Nos cursos médios — que, realmente, não tem equivalência aos bacharelatos politécnicos — discutia-se pouca teoria e aprendia-se, privilegiando a prática, mas uma prática cujos fundamentos teóricos não se deitavam fora.
No Curso de Contabilistas estuda-se Direito Comercial de modo a saber como proceder correctamente e não para defender causas em tribunal; estudava-se Direito Civil para se conhecer o essencial sobre contratos e direitos sucessórios; estudava-se Economia Política para se saber como se desenvolviam a micro e a macro economias com vista a perceber o papel da empresa no mercado e não para se discutir finanças ou políticas económicas; estudava-se Cálculo Financeiro, aplicando todos os conhecimentos matemáticos necessários à resolução de problemas comuns de juros simples e compostos e outras formas de capitalizar, mas nunca na perspectiva de aprofundar o que não fazia falta à função.
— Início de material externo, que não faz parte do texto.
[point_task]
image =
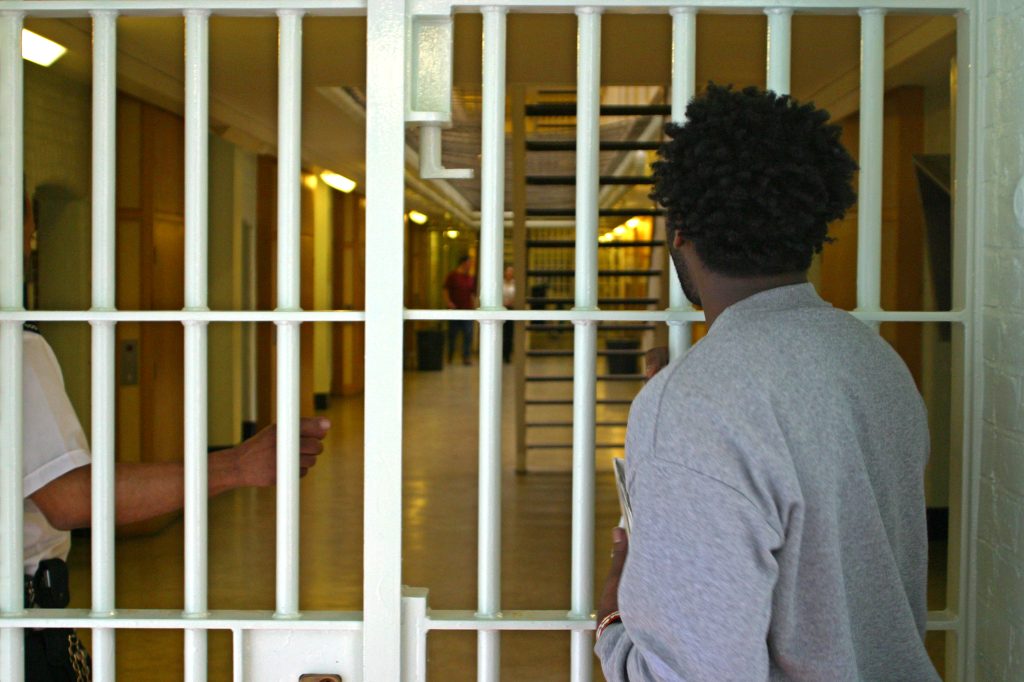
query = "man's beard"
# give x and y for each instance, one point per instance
(683, 272)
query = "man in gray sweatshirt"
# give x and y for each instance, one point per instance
(775, 471)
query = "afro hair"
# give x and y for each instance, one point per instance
(753, 179)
Com os conhecimentos práticos e teórico-práticos aprendidos e com a experiência de vida profissional chegava-se, na maioria dos casos, a poder discutir questões concretas com licenciados em Economia ou em Finanças (não havia a licenciatura em Gestão de Empresas).
 
Há 50 anos a sociedade do conhecimento era restrita, por força do regime político que governava o país, mas tinha a vantagem de ser hierarquizada, facto que, só por si, não constitui pecado. Pecado é terem-se hoje licenciados a servir à mesa de restaurantes, a venderem de porta em porta, a cobrarem dívidas difíceis, a fazerem de conta que sabem trabalhar num escritório, a reverem jornais, a limparem piscinas, enfim, com todas as possíveis e imagináveis profissões das quais não passam de meros aprendizes.
 
O desejo de democratizar o ensino levou à distorção do mesmo ensino, provocando profissionais traumatizados, porque não fazem nada daquilo para que foram supostamente preparados.
 
Parece que, finalmente, se começa a ter, muito a medo, alguma consciência do grave prejuízo que foi para a nossa economia e para a estruturação do tecido laboral o fim dos cursos técnico-profissionais e dos cursos médios de comércio e indústria.
Claro que não preconizo a repetição do modelo de há 40 anos! Mas defendo que é necessário voltar a fazer bons técnicos para enfrentarem o mercado de trabalho com competência e conhecimento sem que, com isto, esteja a preconizar que um técnico deva deixar de estudar; não. Aos técnicos pode e deve estar aberta a porta de acesso à universidade, desde que ele tenha consciência que tal frequência ou só lhe vai trazer mais cultura geral ou, em casos excepcionais, mais cultura técnica.
 
O Instituto dos Pupilos do Exército pode voltar a ser pioneiro no ensino técnico sem complexos, porque aos seus antigos alunos estarão acessíveis as mesmas oportunidades que tem qualquer outro estudante que conclua o 12.º ano de escolaridade com a vantagem de estarem habilitados com condições imediatas de utilidade laboral.
 
Que se feche o ciclo dos bacharelatos para dar início ao ciclo dos cursos técnicos, porque, todos quantos frequentámos os cursos médios andámos naquela Casa, afinal, até ao 12.º ano de escolaridade e nada mais. E, com isso, fomos capazes de ir muito longe!